Kubernetes HPA Best Practices: When CPU Works, Why Memory Almost Never Does
How HPA Actually Decides to Scale
The HPA controller uses a formula to determine desired replicas: desiredReplicas = ceil(currentReplicas × (currentMetricValue / desiredMetricValue)). A critical detail is that "the metric value is expressed relative to the resource request, not the resource limit." This distinction explains many HPA failures.
HPA polls metrics every 15 seconds by default, scaling up within one to three polling cycles when thresholds are exceeded. Scale-down is deliberately slow, waiting 5 minutes by default to prevent oscillation.
CPU-Based HPA: When It Works and When It Doesn't
Where CPU HPA Works Well
CPU-based HPA succeeds with stateless request-processing workloads where CPU consumption correlates with request volume. Prerequisites include:
- Accurate CPU requests set to actual sustained consumption, not placeholders
- Reasonable request-to-limit ratios (1:4 or less)
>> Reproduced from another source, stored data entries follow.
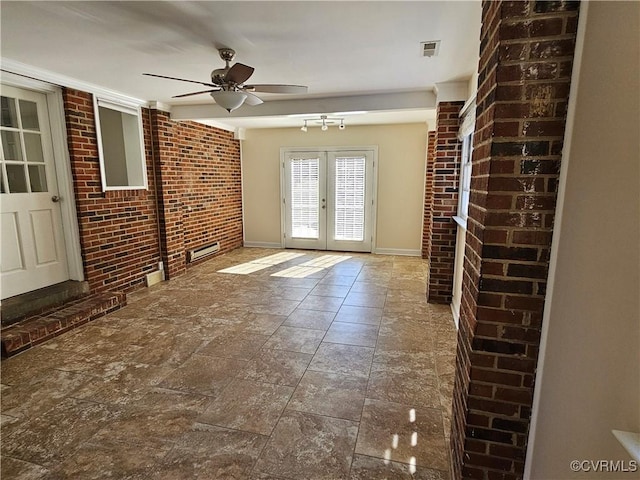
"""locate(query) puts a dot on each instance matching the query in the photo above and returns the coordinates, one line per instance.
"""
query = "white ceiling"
(359, 51)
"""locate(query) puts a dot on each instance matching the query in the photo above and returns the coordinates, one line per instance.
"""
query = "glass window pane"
(349, 198)
(33, 147)
(305, 213)
(11, 146)
(38, 178)
(17, 179)
(29, 115)
(8, 108)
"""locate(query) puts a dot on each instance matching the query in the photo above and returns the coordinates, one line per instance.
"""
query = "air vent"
(198, 253)
(430, 49)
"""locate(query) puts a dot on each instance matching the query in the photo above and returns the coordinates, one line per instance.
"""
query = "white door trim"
(329, 149)
(62, 163)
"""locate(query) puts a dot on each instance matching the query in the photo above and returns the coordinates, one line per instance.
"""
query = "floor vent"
(201, 252)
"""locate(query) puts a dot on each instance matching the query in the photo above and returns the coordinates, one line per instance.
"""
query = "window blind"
(349, 198)
(305, 184)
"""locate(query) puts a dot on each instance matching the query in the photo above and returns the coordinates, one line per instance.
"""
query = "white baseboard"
(262, 245)
(398, 251)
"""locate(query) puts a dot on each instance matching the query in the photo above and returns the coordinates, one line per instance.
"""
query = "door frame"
(62, 162)
(284, 151)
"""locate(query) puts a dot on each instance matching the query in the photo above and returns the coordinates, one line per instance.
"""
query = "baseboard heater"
(198, 253)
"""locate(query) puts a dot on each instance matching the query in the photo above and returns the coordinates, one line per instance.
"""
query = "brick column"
(444, 202)
(427, 228)
(525, 67)
(168, 178)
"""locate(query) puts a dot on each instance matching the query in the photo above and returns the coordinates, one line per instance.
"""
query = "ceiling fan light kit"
(228, 87)
(324, 121)
(229, 100)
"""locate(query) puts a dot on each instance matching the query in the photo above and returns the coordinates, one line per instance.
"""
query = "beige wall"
(401, 168)
(589, 380)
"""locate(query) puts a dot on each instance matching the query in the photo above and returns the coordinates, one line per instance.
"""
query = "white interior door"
(328, 199)
(33, 250)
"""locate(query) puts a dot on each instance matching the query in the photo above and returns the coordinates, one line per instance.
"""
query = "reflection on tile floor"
(241, 373)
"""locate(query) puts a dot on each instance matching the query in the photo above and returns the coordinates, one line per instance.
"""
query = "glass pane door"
(328, 200)
(349, 191)
(305, 200)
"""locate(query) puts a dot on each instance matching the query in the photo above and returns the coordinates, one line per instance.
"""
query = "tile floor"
(324, 371)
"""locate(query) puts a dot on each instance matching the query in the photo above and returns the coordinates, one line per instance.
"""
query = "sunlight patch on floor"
(326, 261)
(312, 266)
(261, 263)
(297, 272)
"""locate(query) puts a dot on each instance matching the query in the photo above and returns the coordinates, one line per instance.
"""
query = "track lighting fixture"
(324, 121)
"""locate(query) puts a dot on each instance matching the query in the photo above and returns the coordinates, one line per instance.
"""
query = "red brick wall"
(201, 190)
(428, 196)
(118, 232)
(197, 169)
(444, 201)
(212, 188)
(524, 77)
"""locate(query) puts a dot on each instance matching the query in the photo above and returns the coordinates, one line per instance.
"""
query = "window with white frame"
(120, 145)
(465, 176)
(465, 135)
- CPU consumption that tracks user load linearly
Where CPU HPA Fails
CPU HPA struggles with:
- Latency-sensitive services with sharp spikes — by the time HPA detects and reacts to peaks, the burst may be over
- I/O-bound workloads — showing low CPU even under heavy load
- Workloads with cold-start costs — requiring earlier scaling decisions than CPU metrics can trigger
Memory-Based HPA: Why It Almost Always Breaks
The Core Problem
Memory is incompressible; exhausting it causes OOM termination. Unlike CPU, "memory consumption is relatively stable" for well-architected services. A Go service or JVM application maintains a consistent memory footprint regardless of traffic volume from 10 to 10,000 requests per second.
This creates two outcomes: memory HPA either never triggers (useless) or always triggers (permanently scaled out).
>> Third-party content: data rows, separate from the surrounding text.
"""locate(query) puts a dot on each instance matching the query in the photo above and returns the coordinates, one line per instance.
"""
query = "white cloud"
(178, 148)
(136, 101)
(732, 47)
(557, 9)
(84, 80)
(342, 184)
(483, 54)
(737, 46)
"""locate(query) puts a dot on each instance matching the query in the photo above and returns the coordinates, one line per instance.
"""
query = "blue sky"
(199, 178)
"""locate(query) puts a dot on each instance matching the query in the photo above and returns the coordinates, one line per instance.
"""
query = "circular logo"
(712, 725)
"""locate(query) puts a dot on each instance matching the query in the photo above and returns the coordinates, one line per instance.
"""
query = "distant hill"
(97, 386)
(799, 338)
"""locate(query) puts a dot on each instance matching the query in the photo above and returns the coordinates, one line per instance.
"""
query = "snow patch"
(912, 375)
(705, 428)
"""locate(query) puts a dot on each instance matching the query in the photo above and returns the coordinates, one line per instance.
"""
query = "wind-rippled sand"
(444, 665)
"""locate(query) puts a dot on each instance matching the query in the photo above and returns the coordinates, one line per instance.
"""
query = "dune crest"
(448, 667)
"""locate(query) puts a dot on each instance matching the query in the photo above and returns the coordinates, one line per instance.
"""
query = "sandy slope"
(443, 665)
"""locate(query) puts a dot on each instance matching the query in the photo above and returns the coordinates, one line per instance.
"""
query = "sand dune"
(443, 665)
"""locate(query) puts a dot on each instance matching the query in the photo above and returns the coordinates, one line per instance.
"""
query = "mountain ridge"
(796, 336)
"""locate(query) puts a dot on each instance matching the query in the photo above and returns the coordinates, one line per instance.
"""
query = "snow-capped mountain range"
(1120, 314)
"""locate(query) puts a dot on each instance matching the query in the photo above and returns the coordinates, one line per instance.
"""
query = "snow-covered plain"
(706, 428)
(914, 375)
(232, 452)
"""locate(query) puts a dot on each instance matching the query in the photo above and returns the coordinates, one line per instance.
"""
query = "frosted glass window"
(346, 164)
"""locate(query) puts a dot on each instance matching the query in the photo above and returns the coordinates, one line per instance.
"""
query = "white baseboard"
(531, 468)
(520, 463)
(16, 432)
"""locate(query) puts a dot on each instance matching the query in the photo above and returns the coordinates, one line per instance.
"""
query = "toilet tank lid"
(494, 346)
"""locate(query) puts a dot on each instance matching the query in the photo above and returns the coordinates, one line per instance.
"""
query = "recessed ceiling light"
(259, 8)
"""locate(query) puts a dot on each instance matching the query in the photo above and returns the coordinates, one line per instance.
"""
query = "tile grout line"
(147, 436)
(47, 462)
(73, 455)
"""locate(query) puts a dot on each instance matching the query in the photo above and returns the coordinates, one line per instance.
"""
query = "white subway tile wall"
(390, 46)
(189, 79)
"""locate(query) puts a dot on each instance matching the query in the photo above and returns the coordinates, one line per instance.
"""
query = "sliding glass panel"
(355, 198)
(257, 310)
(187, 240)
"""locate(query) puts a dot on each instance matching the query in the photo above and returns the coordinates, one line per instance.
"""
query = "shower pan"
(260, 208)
The Request Misconfiguration Trap
A Java service needing 512Mi heap but configured with a 256Mi request will immediately consume 200% of its request. An HPA with 70% memory threshold will scale such workloads to maximum replicas permanently. The solution is right-sizing requests, not adjusting thresholds.
JVM and Go Runtime Memory Behavior
The JVM allocates heap up to its maximum and doesn't release it aggressively, even after garbage collection. Go's garbage collector prioritizes low latency over minimal memory use, potentially holding memory above strict necessity.
When Memory HPA Is Actually Appropriate
Memory-based HPA is defensible only in narrow cases:
- Workloads where memory consumption tracks load linearly
- As a secondary safety valve (not primary) at 85-90% threshold for protecting against memory leaks
- Caching services where avoiding eviction before scaling out is critical
Right-Sizing Requests Before Adding HPA
No HPA strategy works without accurate resource requests. Run workloads under representative load and measure actual consumption. VPA in recommendation mode provides data-driven baselines:
apiVersion: autoscaling.k8s.io/v1
kind: VerticalPodAutoscaler
metadata:
name: my-service-vpa
spec:
targetRef:
apiVersion: apps/v1
kind: Deployment
name: my-service
updatePolicy:
updateMode: "Off" # Recommendation only
Critical note: VPA and HPA cannot both auto-manage the same resource metric simultaneously.
Better Signals: What to Scale On Instead
Shift from resource consumption metrics (describing the past) to demand metrics (describing current needs).
Requests Per Second (RPS)
For HTTP services, "requests per second per replica is usually the most accurate proxy for load." RPS measures demand directly, working for CPU-bound, memory-bound, or I/O-bound services.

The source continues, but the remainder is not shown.